With Her Approval

Hillary Clinton’s new podcast, With Her, is charming and gutless propaganda.

Democratic presidential candidate Hillary Clinton acknowledges supporters during a rally at the Osceola Heritage Park in Kissimmee, Florida on August 8, 2016.
Hillary Clinton interacts with people not on her payroll at the Osceola Heritage Park in Kissimmee, Florida, on Monday.

Gregg Newton/Getty Images

The new Hillary Clinton campaign podcast, With Her, debuted Friday. It is both charming and gross.

The 16-minute program showcases Clinton as the warm, earnest, easygoing woman her intimates often describe, a woman they’re baffled that the wider world doesn’t see. It begins with the host, Max Linsky, asking what he should call her. “You can call me whatever you want to call me,” Clinton says. “You can call me Hillary, you can call me Madame Secretary, you can call me ‘Hey you.’ Anything you want.” He decides to call her Hillary, which sets the casual, friendly tone. This Clinton does not have a likability problem.


The podcast is supposed to be about what it’s really like to run for president, and Clinton speaks movingly about how she felt walking onstage at the Democratic convention in Philadelphia to accept the presidential nomination after being introduced by her daughter. “The moment just came crashing in on me, and I just had to take a second to let it all come in and feel it,” she says, describing it as “both a liberating moment and a crushing sense of responsibility.” She talks about maintaining her stamina on the campaign trail, including her grudging relationship with exercise: “I’m not going to pretend that I like it, because I don’t, but between yoga, and walking, getting on the treadmill, some weights, I try to keep up.” Clinton is known to love a drink at the end of day, and she speaks with genuine delight about the cases of 3 Daughters beer that her campaign picked up in Florida.


It’s obvious why her campaign wants to present this version of Clinton to the world.
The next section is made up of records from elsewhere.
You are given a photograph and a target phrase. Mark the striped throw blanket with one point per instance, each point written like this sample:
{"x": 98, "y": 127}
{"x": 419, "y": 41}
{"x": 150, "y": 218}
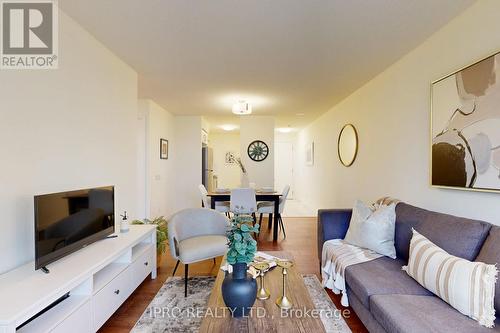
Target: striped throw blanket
{"x": 337, "y": 255}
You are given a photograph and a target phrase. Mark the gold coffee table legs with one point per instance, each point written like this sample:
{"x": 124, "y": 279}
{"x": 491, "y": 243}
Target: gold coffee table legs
{"x": 284, "y": 302}
{"x": 262, "y": 293}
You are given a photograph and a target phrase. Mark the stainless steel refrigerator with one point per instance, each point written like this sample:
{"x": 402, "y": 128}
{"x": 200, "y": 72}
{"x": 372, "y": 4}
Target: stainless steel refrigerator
{"x": 207, "y": 174}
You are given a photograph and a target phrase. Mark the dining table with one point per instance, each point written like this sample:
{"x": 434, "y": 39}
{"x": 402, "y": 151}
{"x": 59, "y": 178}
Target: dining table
{"x": 259, "y": 196}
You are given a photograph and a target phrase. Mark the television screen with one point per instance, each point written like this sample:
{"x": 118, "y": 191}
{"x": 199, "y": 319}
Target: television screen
{"x": 68, "y": 221}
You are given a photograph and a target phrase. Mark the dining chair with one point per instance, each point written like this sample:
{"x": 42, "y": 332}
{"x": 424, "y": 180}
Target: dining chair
{"x": 196, "y": 234}
{"x": 243, "y": 201}
{"x": 267, "y": 207}
{"x": 220, "y": 206}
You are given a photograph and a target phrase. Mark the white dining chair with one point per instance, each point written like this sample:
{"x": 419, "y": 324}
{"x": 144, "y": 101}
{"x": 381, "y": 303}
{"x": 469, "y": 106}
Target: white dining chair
{"x": 267, "y": 207}
{"x": 243, "y": 201}
{"x": 220, "y": 206}
{"x": 196, "y": 234}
Knowing she’s not going to have to field questions about her email or explain her reaction to being widely hated, she can relax and speak like a normal person. She sounds genuine and authentic in a way she rarely does when doing press. Nevertheless, campaign-controlled Potemkin interviews are no substitute for the real thing. It was insulting when Mike Pence, as governor of Indiana, tried to create a state-run news service, “JustIN,” to cover his own administration. Clinton shouldn’t be following in his footsteps.
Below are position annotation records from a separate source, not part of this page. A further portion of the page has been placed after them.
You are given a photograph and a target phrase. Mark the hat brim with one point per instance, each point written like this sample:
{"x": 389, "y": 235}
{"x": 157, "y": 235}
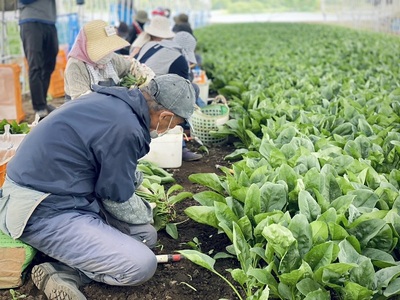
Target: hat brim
{"x": 192, "y": 57}
{"x": 100, "y": 48}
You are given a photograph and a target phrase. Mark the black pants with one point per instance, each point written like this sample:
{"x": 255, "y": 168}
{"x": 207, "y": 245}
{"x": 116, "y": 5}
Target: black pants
{"x": 40, "y": 44}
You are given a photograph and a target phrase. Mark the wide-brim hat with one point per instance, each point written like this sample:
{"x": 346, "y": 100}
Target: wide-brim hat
{"x": 160, "y": 27}
{"x": 142, "y": 16}
{"x": 102, "y": 39}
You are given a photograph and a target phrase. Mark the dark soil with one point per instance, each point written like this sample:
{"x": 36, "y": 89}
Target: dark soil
{"x": 176, "y": 281}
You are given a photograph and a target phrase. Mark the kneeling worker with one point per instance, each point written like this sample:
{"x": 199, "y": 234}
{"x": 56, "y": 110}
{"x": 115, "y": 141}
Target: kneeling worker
{"x": 70, "y": 188}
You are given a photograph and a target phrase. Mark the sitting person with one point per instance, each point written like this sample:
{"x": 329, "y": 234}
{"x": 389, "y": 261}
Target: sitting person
{"x": 164, "y": 56}
{"x": 182, "y": 24}
{"x": 137, "y": 26}
{"x": 188, "y": 44}
{"x": 74, "y": 175}
{"x": 92, "y": 60}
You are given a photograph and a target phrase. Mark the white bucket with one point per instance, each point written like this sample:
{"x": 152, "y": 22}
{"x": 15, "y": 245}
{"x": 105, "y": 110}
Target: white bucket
{"x": 166, "y": 151}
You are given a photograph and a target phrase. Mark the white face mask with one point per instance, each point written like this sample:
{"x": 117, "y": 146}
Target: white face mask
{"x": 105, "y": 60}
Linsky is clear that he’s not a journalist, but the podcast still strives to present an image of candor and spontaneity. “This is your last chance,” he tells her near the start. “You can bail now. You don’t have to do this podcast, but if we do this, we’ve got to do it.” The attempt to make it seem as if Clinton were doing something risky only underscores how safe she’s playing it. Clinton’s campaign isn’t unique in creating propaganda—that’s part of what campaigns do. But a politician attempting to circumvent the media by creating media of her own sets a bad precedent. If Clinton really wants Americans to get to know the woman behind the caricature, she’s going to have to start giving interviews to people who don’t work for her.